In this text the sociological focus is on the formation of human rights as a current, ongoing process subject to discussion in which contemporary society as a whole, in all its plurality and variety, defines its priorities and its collective hopes. The author asserts that they can only be properly understood on the basis of a renewal of values that embodies a long process of social change, and in renewed ideas and images launched by the Enlightenment in Europe that, in spite of the secular and secularizing component of its institutions, includes the strength of the sacred as a driving force in its creative episodes. Modern life is aware of the ‘historical contingency’ in which agents introduce innovations and breaks into the course of events. However this is made possible by a fertile, creative reinterpretation of traditions whose semantic sediments continue to offer renewing responses to specific situations. In human rights as a new source of value, the governing principle is the sacredness of human life as expressed in one way or another in major religions in general and in the Judeo-Christian tradition in particular, in the proposals of an ‘ethos of love’ and ‘universal respect’.
Joas’s originality and his boldness lie in his approach, which focuses on the historical process of formation of values. In line with the contingency in today’s life, values are seen as the constituent elements of social coexistence, as the web of ideals that bring together as a project a number of agents linked by a shared image of the world. Rather than reverting to the positivistic rejection of any presence of value in social action and in the task of sociology itself, Joas argues that human life cannot be explained without the almost demiurgic ability to transform mere empirical facts into horizons of meaning that generate frameworks of collective identification. Value is not a dispensable part of human life; indeed, its absence would render inconceivable an existence whose orientation and path lie in a creative, transcendent power that leads it towards scenarios invested with the force of the desirable and the inclusive. To paraphrase his own words in the book under discussion here, ‘we must be aware that the fact that our values are historical individualities does not mean that our link with them is weak or replaceable’ (p. 149).
The book is organized around two core elements: on the one hand the task of social diagnosis, in which it takes an axiological/historical reconstruction as the basis for outlining currents of meaning, stopping at the sequence of creativity, values and social change. On the other hand there is the methodological approach through which Joas sets out his proposal of ‘affirmative genealogy’. Inspired by the work of German theologian Ernst Troeltsch, it ponders the scope of values in a given situation and in a historical present that is forced to reinvent itself to meet its most urgent challenges, revitalizing models and frameworks bequeathed to it by the historical past.
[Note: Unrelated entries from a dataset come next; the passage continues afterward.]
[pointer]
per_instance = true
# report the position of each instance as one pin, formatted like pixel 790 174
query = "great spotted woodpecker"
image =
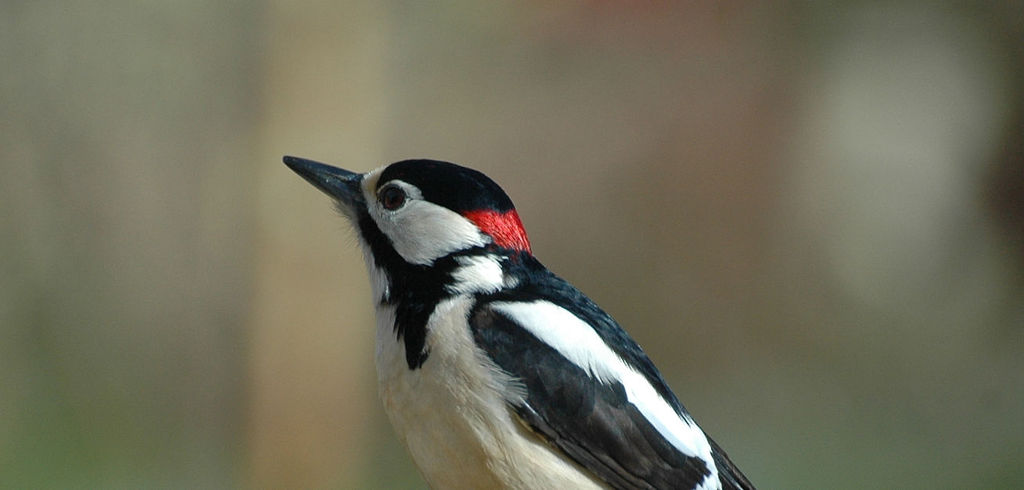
pixel 495 371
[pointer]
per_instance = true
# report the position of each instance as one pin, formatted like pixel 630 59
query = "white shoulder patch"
pixel 581 345
pixel 477 274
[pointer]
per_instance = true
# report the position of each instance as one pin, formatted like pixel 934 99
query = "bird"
pixel 494 371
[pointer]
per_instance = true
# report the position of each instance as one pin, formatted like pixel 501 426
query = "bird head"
pixel 421 210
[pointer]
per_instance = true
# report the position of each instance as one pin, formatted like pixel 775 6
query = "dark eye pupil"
pixel 392 198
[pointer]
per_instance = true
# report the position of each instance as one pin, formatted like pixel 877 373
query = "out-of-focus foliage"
pixel 812 217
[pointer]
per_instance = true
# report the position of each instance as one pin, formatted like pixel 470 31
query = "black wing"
pixel 592 422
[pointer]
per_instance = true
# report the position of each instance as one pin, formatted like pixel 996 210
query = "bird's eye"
pixel 392 197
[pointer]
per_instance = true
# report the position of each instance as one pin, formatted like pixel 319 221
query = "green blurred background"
pixel 811 216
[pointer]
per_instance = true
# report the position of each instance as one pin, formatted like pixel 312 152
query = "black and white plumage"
pixel 495 371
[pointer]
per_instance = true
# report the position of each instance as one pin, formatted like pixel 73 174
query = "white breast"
pixel 452 414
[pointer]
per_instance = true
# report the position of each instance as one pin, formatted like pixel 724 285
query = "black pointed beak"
pixel 338 183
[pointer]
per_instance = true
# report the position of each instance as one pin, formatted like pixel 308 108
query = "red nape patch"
pixel 505 228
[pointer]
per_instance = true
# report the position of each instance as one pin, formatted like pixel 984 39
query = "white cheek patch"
pixel 421 231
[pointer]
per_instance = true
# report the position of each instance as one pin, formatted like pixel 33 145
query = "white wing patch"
pixel 581 345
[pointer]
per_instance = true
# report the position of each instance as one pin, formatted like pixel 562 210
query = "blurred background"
pixel 811 216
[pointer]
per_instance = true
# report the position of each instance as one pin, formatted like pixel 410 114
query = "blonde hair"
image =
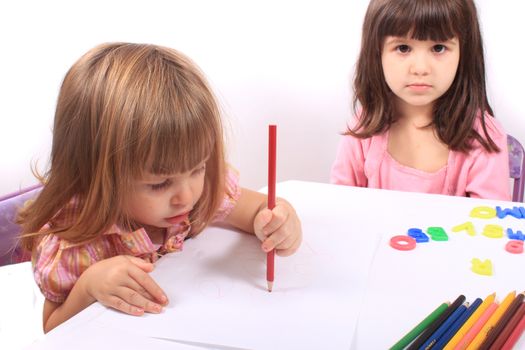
pixel 123 107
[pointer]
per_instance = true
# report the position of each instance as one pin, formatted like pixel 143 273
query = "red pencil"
pixel 515 335
pixel 272 146
pixel 511 325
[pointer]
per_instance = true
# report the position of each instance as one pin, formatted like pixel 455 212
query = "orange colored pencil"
pixel 460 334
pixel 515 335
pixel 511 325
pixel 493 333
pixel 476 343
pixel 272 146
pixel 471 334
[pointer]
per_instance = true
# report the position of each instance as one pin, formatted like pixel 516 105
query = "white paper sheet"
pixel 405 286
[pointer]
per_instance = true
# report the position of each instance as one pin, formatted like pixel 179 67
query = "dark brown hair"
pixel 454 113
pixel 125 109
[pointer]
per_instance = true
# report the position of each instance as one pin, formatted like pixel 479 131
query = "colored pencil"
pixel 458 324
pixel 509 327
pixel 444 327
pixel 505 318
pixel 476 343
pixel 515 335
pixel 272 146
pixel 420 327
pixel 438 322
pixel 476 327
pixel 470 322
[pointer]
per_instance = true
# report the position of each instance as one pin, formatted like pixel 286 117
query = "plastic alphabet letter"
pixel 467 226
pixel 482 268
pixel 493 231
pixel 437 233
pixel 514 247
pixel 483 213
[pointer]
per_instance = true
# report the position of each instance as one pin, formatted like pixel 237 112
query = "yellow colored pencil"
pixel 470 322
pixel 492 321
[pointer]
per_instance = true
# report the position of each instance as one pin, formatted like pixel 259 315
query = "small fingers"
pixel 289 246
pixel 132 299
pixel 145 281
pixel 132 284
pixel 120 304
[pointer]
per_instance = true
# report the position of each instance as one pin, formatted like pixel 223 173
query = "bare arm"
pixel 77 300
pixel 121 282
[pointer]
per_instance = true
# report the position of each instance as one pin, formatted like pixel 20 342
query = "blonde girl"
pixel 137 166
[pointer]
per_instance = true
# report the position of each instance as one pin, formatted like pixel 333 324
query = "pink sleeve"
pixel 349 165
pixel 488 176
pixel 231 196
pixel 50 268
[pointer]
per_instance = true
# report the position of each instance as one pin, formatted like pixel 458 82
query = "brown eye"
pixel 439 48
pixel 160 186
pixel 403 48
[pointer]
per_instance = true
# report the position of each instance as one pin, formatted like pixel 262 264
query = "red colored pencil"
pixel 515 335
pixel 272 146
pixel 509 327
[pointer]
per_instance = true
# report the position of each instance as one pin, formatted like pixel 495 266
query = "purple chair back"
pixel 10 252
pixel 516 167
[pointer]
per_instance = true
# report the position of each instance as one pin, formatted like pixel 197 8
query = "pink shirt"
pixel 478 174
pixel 58 263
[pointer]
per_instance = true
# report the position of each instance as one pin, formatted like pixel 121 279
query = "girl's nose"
pixel 419 65
pixel 183 195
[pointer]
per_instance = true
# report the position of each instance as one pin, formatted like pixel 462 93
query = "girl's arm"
pixel 279 228
pixel 121 282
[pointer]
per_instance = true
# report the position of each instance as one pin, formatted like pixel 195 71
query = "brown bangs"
pixel 172 131
pixel 422 20
pixel 177 154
In regard to the first element, Joas analyses the current of sacralization that has turned human rights into a new secular deity in which all expressions of humankind are included merely by the fact of their being human, regardless of religious, political, cultural and ethical labels, age or physical or mental disability. In spite of the resistance that is still found in some countries and among some social groups and individuals, human rights have taken on that sanctity that is expressed in the respect due to all human life as an inalienable, inviolable, unquestionable right for bodies of state law and ecclesiastical authorities. Joas continues Durkheim’s reflection on the sacralization of the person as a new source of veneration in contemporary society, in which a long process is detected of the emergence of a new secular, universal value that incorporates the legacy of the symbols and images of the major religions.
In the second main part of the book, Joas reflects on methods for establishing research guidelines based on the creative impulse of values as an essential, core element. What he proposes follows from his earlier detailed reflections on the rise of collective ideals that move agents, and at the same time move the course of historical events and institutional renewal processes, generating the basis for social change. He refers to the method that he proposes as ‘affirmative genealogy’. It is based on the sociological conviction that collective adherence experiences in which social groups project their ideals and draw up the frameworks of their identities lie at the foundation of all expressions of society and all agreements and disagreements, consensus and conflict that arise in conditions of coexistence.
In this sense it is possible to speak of an affirmative genealogy of the universalism of any value. First of all this proposal has nothing to do with the ideas of discovery or construction. The idea of discovery would have more to do with a pre-existing range of values or an objective natural law. On the other hand the concept of construction evokes voluntary or voluntaristic preparation. Affirmative genealogy is a research method in which on the one hand genealogy focuses on the experience of emergence or formation as an episode of historical innovation and a promoter of social change, and on the other hand its affirmative nature refers to commitment to a value in spite of its historical origins. The fact that it may be contingent does not make it any less of a value for those who profess it.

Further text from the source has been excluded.